Empresa de Braga lidera construção da nova unidade industrial de Guifões, num projeto superior a mil milhões de euros que criará cerca de 1.300 postos de trabalho
A empresa bracarense DST será responsável pela construção da nova unidade industrial de Guifões, no concelho de Matosinhos, onde serão produzidos 81 dos 153 novos comboios encomendados pela CP à Alstom, no âmbito do maior investimento de sempre da transportadora ferroviária portuguesa em material circulante.
O projeto representa um marco para a indústria ferroviária nacional e prevê um investimento superior a mil milhões de euros, reforçando a capacidade produtiva do setor e criando centenas de postos de trabalho.

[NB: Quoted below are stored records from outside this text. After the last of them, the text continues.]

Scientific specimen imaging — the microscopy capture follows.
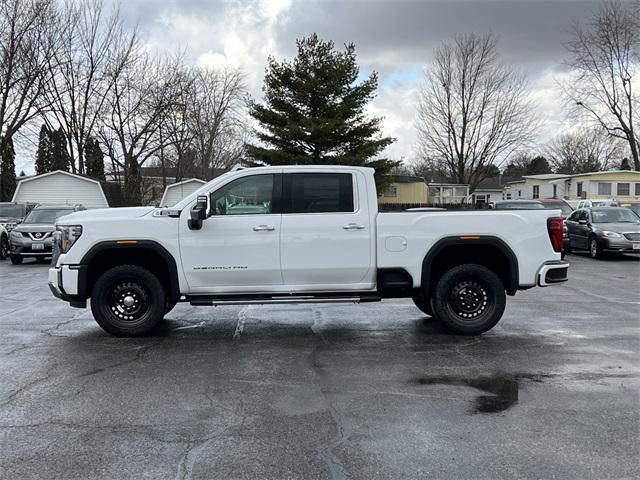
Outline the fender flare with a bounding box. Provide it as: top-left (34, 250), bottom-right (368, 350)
top-left (78, 240), bottom-right (180, 301)
top-left (421, 235), bottom-right (520, 295)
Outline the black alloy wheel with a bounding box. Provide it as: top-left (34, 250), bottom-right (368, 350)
top-left (432, 264), bottom-right (506, 335)
top-left (91, 265), bottom-right (166, 336)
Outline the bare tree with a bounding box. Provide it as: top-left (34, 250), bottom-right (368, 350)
top-left (44, 0), bottom-right (138, 173)
top-left (0, 0), bottom-right (56, 146)
top-left (99, 52), bottom-right (184, 205)
top-left (546, 129), bottom-right (622, 174)
top-left (562, 1), bottom-right (640, 170)
top-left (190, 69), bottom-right (246, 179)
top-left (417, 34), bottom-right (538, 190)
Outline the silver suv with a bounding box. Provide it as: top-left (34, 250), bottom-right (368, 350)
top-left (9, 205), bottom-right (85, 265)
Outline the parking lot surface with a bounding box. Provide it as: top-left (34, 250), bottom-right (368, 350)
top-left (0, 255), bottom-right (640, 479)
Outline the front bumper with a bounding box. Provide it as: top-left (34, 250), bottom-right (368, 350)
top-left (49, 265), bottom-right (87, 308)
top-left (538, 260), bottom-right (569, 287)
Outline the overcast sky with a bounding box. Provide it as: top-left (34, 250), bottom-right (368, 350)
top-left (18, 0), bottom-right (598, 170)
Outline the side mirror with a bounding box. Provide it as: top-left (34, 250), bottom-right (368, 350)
top-left (189, 195), bottom-right (209, 230)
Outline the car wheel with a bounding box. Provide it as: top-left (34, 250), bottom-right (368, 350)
top-left (433, 264), bottom-right (506, 335)
top-left (412, 296), bottom-right (433, 317)
top-left (91, 265), bottom-right (166, 337)
top-left (0, 235), bottom-right (9, 260)
top-left (589, 237), bottom-right (602, 258)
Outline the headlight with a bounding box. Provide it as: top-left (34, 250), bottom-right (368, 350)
top-left (0, 222), bottom-right (17, 232)
top-left (54, 225), bottom-right (82, 253)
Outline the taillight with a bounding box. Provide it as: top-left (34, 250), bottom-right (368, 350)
top-left (547, 217), bottom-right (564, 253)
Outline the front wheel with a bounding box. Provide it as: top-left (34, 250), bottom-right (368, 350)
top-left (0, 235), bottom-right (9, 260)
top-left (589, 237), bottom-right (602, 258)
top-left (433, 264), bottom-right (506, 335)
top-left (91, 265), bottom-right (166, 337)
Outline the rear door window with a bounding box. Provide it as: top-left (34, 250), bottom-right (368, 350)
top-left (283, 173), bottom-right (355, 213)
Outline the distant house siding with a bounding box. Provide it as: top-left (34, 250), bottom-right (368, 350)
top-left (378, 182), bottom-right (427, 204)
top-left (13, 173), bottom-right (109, 208)
top-left (161, 180), bottom-right (204, 207)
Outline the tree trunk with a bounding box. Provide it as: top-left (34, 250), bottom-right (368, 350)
top-left (629, 140), bottom-right (640, 172)
top-left (124, 155), bottom-right (142, 207)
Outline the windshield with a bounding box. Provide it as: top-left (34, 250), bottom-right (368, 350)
top-left (496, 202), bottom-right (544, 210)
top-left (0, 203), bottom-right (24, 218)
top-left (544, 202), bottom-right (573, 217)
top-left (24, 208), bottom-right (73, 224)
top-left (627, 204), bottom-right (640, 216)
top-left (591, 208), bottom-right (640, 223)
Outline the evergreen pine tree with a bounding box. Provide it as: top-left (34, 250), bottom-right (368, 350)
top-left (247, 34), bottom-right (399, 191)
top-left (84, 137), bottom-right (106, 180)
top-left (35, 124), bottom-right (53, 175)
top-left (0, 137), bottom-right (16, 202)
top-left (49, 128), bottom-right (71, 172)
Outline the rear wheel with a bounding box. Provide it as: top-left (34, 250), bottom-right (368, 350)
top-left (0, 235), bottom-right (9, 260)
top-left (433, 264), bottom-right (506, 335)
top-left (91, 265), bottom-right (166, 337)
top-left (412, 296), bottom-right (433, 317)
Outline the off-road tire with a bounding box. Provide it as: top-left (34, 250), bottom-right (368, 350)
top-left (0, 235), bottom-right (9, 260)
top-left (589, 236), bottom-right (602, 258)
top-left (91, 265), bottom-right (166, 337)
top-left (412, 295), bottom-right (433, 317)
top-left (432, 264), bottom-right (506, 335)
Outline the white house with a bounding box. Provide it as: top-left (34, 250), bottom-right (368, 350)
top-left (11, 170), bottom-right (124, 208)
top-left (160, 178), bottom-right (207, 207)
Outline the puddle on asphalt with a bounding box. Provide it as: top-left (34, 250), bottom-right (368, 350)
top-left (417, 374), bottom-right (545, 413)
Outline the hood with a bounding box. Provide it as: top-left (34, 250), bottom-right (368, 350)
top-left (11, 223), bottom-right (56, 232)
top-left (594, 222), bottom-right (640, 233)
top-left (56, 207), bottom-right (156, 225)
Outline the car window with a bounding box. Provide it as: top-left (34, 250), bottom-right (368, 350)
top-left (23, 208), bottom-right (73, 224)
top-left (496, 202), bottom-right (544, 210)
top-left (211, 175), bottom-right (273, 215)
top-left (283, 173), bottom-right (354, 213)
top-left (591, 208), bottom-right (638, 223)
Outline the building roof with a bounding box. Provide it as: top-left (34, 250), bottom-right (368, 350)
top-left (566, 170), bottom-right (640, 177)
top-left (475, 175), bottom-right (518, 192)
top-left (393, 175), bottom-right (424, 183)
top-left (14, 170), bottom-right (126, 207)
top-left (522, 173), bottom-right (571, 180)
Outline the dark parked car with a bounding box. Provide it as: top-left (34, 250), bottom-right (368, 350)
top-left (566, 207), bottom-right (640, 258)
top-left (9, 205), bottom-right (85, 265)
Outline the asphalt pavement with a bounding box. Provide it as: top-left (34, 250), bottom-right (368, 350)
top-left (0, 255), bottom-right (640, 480)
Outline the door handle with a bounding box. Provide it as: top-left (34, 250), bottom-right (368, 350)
top-left (253, 225), bottom-right (276, 232)
top-left (342, 223), bottom-right (364, 230)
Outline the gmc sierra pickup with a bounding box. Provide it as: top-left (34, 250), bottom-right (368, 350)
top-left (49, 166), bottom-right (568, 336)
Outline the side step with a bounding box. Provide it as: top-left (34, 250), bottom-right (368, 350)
top-left (188, 292), bottom-right (381, 306)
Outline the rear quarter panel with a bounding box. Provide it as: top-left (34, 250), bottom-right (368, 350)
top-left (377, 210), bottom-right (560, 287)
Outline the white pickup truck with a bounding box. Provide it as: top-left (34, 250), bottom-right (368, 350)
top-left (49, 166), bottom-right (569, 336)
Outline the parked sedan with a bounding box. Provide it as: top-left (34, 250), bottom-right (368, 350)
top-left (566, 207), bottom-right (640, 258)
top-left (9, 205), bottom-right (84, 265)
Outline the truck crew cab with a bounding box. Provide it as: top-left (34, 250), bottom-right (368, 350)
top-left (49, 166), bottom-right (568, 336)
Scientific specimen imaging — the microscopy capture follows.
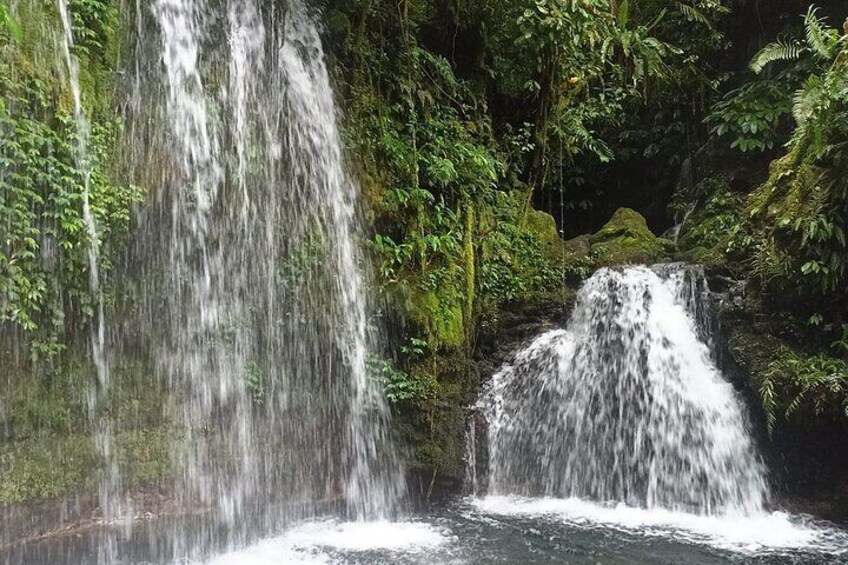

Nova fábrica terá mais de 20 mil metros quadrados
A futura unidade industrial ocupará uma área superior a 20 mil metros quadrados e será equipada com tecnologias de produção de última geração, permitindo fabricar parte significativa da nova frota da CP em território nacional.
Além de impulsionar a modernização da ferrovia portuguesa, o complexo pretende afirmar-se como um polo estratégico para a indústria ferroviária, aumentando a capacidade tecnológica e produtiva do país.
Projeto criará cerca de 1.300 postos de trabalho
A nova fábrica deverá gerar aproximadamente 300 empregos diretos e mais de mil postos de trabalho indiretos, dinamizando a economia da região Norte e criando oportunidades em diferentes áreas da engenharia, indústria e serviços.
O impacto económico do investimento deverá estender-se a diversas empresas fornecedoras e parceiros do setor ferroviário.
Novos comboios chegam a partir de 2029
As novas automotoras destinam-se aos serviços Urbano e Regional da CP e começarão a ser entregues em 2029.
Os comboios terão capacidade para transportar até 450 passageiros e serão dotados de elevados padrões de conforto e acessibilidade, incluindo acesso integral para pessoas com mobilidade reduzida, ligação Wi-Fi, espaços para bicicletas e áreas destinadas a cadeiras de rodas.
Guifões poderá tornar-se centro de manutenção ferroviária
Numa fase posterior, está prevista a adaptação da unidade industrial para funcionar também como oficina de manutenção da CP.
Esta evolução permitirá transformar o complexo de Guifões num centro estratégico para a produção e manutenção de material circulante, reforçando o papel da região Norte no desenvolvimento da ferrovia nacional.
Modernização da ferrovia portuguesa ganha novo impulso
O presidente da CP, Pedro Moreira, considera que este investimento representa um passo decisivo para a modernização da empresa e do setor ferroviário nacional, permitindo não só renovar a frota ao serviço dos passageiros, mas também desenvolver capacidade industrial em Portugal.
Com a participação da DST na construção da nova fábrica, Braga volta a afirmar-se como um dos principais centros nacionais da engenharia e da construção, integrando um projeto que deverá marcar o futuro da mobilidade ferroviária no país.